The 9 cases reported for 2017 brings the total number of unprovoked shark attacks occurring along the Pacific Coast during the 21st Century to 103. This is ‘six times’ the Twentieth Century annual average of slightly more than one shark attack per year. The Great White Shark was positively identified or highly suspect in 92 (89%) of the 103 attacks recorded during the 21st Century.
From 2000 to the present, 51 (50%) of the 103 confirmed shark attacks occurred during the three month period of August (16), September (13), and October (22). There have been 211 authenticated unprovoked shark attacks reported from the Pacific Coast of North America from 1900 thru 2017. The Great White Shark was positively identified or highly suspect in 186 (88%) of the 211 cases.

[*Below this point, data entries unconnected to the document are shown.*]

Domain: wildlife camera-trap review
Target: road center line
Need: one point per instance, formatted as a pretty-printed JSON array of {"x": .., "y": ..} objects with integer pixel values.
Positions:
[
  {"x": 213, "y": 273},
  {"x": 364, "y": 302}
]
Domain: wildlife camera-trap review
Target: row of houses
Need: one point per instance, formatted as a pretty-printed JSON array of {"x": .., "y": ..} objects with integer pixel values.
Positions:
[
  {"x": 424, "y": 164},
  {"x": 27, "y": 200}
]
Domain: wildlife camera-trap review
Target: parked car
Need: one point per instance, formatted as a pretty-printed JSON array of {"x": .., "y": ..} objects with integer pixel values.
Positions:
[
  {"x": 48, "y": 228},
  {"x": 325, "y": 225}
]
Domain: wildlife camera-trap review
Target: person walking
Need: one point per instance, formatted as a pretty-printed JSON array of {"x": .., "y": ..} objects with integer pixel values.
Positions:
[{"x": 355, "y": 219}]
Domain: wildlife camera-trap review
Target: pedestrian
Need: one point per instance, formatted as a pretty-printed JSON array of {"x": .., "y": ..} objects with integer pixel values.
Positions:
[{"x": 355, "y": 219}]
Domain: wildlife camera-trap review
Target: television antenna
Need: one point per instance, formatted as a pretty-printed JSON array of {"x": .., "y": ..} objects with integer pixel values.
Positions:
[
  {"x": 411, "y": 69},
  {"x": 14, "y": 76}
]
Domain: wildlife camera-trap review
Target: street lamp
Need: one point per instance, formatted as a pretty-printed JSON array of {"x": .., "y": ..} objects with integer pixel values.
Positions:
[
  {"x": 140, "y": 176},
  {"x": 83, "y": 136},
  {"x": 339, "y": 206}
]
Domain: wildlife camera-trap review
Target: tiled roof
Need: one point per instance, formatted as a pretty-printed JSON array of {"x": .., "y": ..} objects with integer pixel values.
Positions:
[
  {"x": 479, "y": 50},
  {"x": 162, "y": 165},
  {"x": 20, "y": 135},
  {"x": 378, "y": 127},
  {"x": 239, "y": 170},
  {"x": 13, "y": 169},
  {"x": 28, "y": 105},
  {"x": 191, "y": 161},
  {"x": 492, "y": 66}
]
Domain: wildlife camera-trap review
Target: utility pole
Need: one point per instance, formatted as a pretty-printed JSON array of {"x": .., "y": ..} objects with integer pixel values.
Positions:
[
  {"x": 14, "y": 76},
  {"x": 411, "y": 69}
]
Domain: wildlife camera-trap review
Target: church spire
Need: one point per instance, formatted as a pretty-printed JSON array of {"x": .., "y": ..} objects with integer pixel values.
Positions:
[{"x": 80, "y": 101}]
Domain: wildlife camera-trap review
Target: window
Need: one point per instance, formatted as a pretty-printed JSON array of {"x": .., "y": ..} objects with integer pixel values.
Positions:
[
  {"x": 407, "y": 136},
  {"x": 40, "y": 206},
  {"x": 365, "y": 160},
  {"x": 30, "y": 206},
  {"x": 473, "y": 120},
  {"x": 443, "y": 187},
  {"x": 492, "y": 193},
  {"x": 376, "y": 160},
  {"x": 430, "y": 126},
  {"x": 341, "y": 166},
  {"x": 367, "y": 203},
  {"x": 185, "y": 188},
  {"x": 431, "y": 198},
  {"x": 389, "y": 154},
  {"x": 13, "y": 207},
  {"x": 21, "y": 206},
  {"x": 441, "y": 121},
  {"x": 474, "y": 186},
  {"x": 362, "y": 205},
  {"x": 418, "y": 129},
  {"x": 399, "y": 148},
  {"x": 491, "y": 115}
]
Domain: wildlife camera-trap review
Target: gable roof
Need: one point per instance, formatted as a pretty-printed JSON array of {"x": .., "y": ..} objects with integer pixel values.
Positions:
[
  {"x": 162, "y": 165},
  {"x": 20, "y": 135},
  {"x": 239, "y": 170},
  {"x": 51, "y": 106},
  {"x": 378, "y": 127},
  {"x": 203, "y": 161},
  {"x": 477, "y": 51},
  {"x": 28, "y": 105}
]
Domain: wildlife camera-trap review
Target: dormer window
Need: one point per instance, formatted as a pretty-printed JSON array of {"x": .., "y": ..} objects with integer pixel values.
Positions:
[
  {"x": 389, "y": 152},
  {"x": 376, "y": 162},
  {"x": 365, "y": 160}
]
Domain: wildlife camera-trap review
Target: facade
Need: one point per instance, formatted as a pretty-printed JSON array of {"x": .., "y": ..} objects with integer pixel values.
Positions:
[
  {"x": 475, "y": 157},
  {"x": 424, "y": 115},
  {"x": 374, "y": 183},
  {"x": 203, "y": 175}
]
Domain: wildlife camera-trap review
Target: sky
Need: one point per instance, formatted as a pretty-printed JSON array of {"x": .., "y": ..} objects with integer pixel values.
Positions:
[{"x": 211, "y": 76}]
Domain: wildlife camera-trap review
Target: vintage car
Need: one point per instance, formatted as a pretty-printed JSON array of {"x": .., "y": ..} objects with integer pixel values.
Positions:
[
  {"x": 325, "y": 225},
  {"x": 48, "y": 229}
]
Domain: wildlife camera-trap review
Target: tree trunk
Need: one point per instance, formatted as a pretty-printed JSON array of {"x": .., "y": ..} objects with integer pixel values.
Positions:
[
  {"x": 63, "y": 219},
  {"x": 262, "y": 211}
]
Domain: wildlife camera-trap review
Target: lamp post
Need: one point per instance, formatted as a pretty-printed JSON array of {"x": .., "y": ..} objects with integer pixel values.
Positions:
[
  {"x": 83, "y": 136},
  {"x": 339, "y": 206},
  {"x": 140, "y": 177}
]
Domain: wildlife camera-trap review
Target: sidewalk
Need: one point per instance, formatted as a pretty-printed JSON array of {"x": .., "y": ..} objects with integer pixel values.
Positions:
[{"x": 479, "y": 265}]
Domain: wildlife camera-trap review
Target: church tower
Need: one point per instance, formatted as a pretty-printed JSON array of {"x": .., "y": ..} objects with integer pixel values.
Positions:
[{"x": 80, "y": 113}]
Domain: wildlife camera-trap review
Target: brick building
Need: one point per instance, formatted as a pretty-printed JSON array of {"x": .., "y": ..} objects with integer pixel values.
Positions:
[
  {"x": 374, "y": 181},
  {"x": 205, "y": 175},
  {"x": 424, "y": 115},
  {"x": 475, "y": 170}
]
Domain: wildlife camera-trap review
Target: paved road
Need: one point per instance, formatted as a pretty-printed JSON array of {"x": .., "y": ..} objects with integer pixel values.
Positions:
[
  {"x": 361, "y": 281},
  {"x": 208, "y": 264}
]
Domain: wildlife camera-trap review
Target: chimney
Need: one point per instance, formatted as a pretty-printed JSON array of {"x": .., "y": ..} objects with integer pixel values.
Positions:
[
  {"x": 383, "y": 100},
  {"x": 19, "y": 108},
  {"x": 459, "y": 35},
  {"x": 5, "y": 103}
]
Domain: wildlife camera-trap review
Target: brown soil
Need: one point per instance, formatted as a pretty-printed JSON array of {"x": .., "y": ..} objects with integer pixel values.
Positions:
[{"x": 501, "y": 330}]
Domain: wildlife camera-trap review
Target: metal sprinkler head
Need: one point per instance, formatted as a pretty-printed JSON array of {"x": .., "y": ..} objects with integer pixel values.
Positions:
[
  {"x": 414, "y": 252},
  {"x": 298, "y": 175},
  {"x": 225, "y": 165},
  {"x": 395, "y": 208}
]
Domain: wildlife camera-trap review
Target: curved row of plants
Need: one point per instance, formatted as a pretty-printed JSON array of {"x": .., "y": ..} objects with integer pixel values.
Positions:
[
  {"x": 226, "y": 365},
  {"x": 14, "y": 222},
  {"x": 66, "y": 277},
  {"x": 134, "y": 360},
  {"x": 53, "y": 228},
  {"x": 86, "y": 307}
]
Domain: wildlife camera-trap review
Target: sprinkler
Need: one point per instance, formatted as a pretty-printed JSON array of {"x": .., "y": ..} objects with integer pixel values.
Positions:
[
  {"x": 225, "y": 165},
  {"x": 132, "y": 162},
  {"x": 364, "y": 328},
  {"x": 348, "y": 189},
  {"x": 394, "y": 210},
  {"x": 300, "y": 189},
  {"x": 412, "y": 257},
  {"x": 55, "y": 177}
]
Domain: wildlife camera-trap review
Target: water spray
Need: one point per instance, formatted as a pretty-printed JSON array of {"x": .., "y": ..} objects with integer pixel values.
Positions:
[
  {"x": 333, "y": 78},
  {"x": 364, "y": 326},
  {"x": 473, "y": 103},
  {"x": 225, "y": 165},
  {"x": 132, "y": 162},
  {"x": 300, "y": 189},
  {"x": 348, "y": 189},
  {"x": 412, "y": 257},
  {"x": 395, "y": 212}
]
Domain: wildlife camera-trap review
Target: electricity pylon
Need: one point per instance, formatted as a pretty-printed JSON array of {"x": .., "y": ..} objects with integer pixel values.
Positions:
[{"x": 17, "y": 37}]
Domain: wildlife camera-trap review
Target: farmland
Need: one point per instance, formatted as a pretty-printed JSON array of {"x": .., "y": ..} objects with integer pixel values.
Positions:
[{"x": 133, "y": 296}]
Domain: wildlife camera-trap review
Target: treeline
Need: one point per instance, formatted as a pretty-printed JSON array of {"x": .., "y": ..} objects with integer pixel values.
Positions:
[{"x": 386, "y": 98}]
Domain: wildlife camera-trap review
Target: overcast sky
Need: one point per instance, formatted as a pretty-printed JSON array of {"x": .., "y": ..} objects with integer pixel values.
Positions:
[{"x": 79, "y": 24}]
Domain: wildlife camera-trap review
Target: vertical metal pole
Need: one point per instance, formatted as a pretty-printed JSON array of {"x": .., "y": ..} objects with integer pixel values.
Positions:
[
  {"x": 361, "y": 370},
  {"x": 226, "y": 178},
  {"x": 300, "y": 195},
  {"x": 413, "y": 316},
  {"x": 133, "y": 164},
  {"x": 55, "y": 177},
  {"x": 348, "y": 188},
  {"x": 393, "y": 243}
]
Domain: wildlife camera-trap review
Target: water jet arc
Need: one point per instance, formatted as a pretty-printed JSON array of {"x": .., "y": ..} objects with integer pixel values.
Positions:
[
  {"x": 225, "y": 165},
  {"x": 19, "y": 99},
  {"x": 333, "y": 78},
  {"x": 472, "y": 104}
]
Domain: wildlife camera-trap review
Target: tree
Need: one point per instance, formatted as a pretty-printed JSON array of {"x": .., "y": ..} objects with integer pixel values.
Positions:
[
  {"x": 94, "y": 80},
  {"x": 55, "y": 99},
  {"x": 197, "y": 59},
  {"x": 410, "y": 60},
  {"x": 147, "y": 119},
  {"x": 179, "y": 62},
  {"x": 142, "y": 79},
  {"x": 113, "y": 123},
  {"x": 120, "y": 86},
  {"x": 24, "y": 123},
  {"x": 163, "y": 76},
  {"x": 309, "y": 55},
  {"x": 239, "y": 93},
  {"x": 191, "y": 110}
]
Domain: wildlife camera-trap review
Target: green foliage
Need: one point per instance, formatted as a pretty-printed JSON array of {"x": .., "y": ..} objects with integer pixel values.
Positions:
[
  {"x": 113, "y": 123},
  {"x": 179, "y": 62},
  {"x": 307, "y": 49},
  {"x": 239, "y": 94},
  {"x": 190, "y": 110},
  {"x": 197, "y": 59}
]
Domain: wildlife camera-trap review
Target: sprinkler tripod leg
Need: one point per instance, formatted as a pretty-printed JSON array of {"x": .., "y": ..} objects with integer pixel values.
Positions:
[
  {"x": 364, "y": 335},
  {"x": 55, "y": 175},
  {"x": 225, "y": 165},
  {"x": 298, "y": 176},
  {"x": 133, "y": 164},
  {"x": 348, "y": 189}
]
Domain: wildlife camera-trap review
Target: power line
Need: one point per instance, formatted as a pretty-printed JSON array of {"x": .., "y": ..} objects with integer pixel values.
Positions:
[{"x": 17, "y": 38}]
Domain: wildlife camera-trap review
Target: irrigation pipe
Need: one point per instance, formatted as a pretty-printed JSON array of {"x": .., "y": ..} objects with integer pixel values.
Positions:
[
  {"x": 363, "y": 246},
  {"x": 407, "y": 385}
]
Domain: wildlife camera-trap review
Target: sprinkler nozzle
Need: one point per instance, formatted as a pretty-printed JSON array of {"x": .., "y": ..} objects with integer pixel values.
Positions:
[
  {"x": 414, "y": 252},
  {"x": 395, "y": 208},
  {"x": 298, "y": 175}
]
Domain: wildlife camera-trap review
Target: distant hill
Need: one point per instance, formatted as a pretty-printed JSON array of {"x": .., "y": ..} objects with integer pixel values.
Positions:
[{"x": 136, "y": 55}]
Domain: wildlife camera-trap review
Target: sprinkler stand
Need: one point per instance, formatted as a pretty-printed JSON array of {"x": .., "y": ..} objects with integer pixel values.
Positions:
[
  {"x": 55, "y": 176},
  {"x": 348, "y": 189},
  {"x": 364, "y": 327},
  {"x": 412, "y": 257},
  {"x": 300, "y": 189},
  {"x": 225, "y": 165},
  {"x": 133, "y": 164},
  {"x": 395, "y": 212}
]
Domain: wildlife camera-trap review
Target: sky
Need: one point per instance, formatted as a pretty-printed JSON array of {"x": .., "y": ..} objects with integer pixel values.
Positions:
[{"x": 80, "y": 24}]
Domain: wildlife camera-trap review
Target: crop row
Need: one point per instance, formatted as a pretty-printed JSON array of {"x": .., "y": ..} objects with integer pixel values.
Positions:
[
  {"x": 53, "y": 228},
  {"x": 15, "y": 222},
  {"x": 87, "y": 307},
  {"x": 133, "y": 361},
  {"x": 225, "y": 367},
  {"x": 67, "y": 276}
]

There were 8 fatal shark attacks confirmed from 1900 to 1999 and 5 fatal attacks reported from 2000 to 2017. The 13 fatal attacks represent 6% of the 211 total cases.
Surfers are the highest risk group, as shown in the report. Victim activity for the 103 shark attacks reported from the Pacific Coast since 2000 are distributed in the following ocean user groups; surfing 62 (60%), kayaking 17 (17%), swimming 8 (8%), diving 6 (6%), paddleboarding 6 (6%), outrigger 1 (1%), windsurfing 1 (1%), fishing 1 (1%), and boogie boarding 1 (1%).
There was an increase in the number of Great White Shark observations, encounters, and interactions with ‘pinnipeds,’ reported in 2017.